En nous transportant dans un monde onirique d’une formidable puissance, L’invention de la mer nous offre le récit dont nous manquons cruellement, celui de la catastrophe climatique et biologique qui nous attend.
Pour tenter de survivre, l’humanité, décimée par les pandémies et les catastrophes climatiques, opte pour l’hybridation de son espèce avec des animaux marins. Aussi, à l’heure où ce livre est écrit, en 2133, les chimères de cétacés, de crabes, de poulpes et de raies, êtres hybrides de seconde ou troisième génération, peuplent les abysses et ce qui reste de terres non immergées sur la planète.
Divine surprise, ces êtres chimériques s’expriment poétiquement, et ce sont deux de leurs œuvres littéraires qui sont ici traduites dans notre langue ; dans la postface de chacun de ces récits, on trouve de passionnants commentaires sur leur portée historique, scientifique et littéraire.
Le comité de lecture a adoré ce livre hors norme, qui réussit le tour de force d’écrire une œuvre entièrement imaginaire et pourtant totalement ancrée dans notre réalité la plus actuelle et la plus urgente, et qui donne de l’espoir en notre capacité créative.
Quatre couleurs, Thomas Terraqué, Le Nouvel Attila.
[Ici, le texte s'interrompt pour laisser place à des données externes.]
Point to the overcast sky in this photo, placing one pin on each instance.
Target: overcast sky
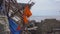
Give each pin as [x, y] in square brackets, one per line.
[44, 7]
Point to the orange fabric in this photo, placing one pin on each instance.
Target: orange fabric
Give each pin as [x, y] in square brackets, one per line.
[27, 11]
[25, 19]
[18, 28]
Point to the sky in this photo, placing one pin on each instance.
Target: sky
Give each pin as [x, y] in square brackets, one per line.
[44, 7]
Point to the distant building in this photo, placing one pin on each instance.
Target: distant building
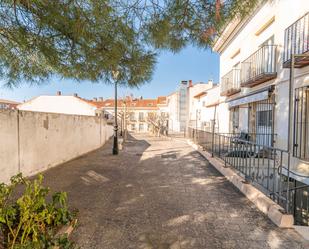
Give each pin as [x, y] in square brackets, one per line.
[61, 104]
[182, 107]
[137, 114]
[8, 104]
![]() | 4e de couv Obi est un enfant livré à lui-même, à l’imaginaire bien trempé, « idiot tellement qu’il en oublierait jusqu’à son prénom ». Il traîne son ennui et son complexe d’infériorité dans les couloirs de son collège, toujours où on ne l’attend pas, toujours où il ne faut pas. Quand il perd son stylo quatrecouleurs, auquel il prête des pouvoirs magiques, tout se mélange : l’impuissance et la brutalité des professeurs, son amour pour Candice, le rejet de ses camarades. Et le monde commence à buguer. Un texte hommage aux forces souterraines de l’école et à la vivacité des laissés-pour-compte. « Le quatrecouleurs d’Obi, comme il brille chelou, vous apportera bonheur et puissance. » |
En quoi ce roman nous aide-t-il à comprendre notre temps ? L'avis du comité de lecture.
Quatre jours de la vie d'un collège autour d’un ado coupé des autres et d’un prof désabusé, voire désespéré, qui se rappelle pourtant l’idéalisme de ses débuts.
Le collège apparaît comme un écosystème en roue libre où se cristallisent autant les impasses de notre société que notre incapacité à entendre les besoins des plus jeunes. La construction déstructure la temporalité de la semaine sans nous perdre, nous plongeant dans une atmosphère aussi bizarre que glaçante, ce qui prend un sens très fort dans cet univers qui en manque, justement.
« Tout ce que je voulais, c'était qu'on fasse semblant, moi d'être professeur, eux d'être à l'école, et que l'heure passe ». Le comité de lecture a été impressionné par cette plongée en réseau d’éducation prioritaire, finement observée de l’intérieur, tragique, qui constitue une charge implacable contre ce que l’école est devenue, et une alerte salutaire.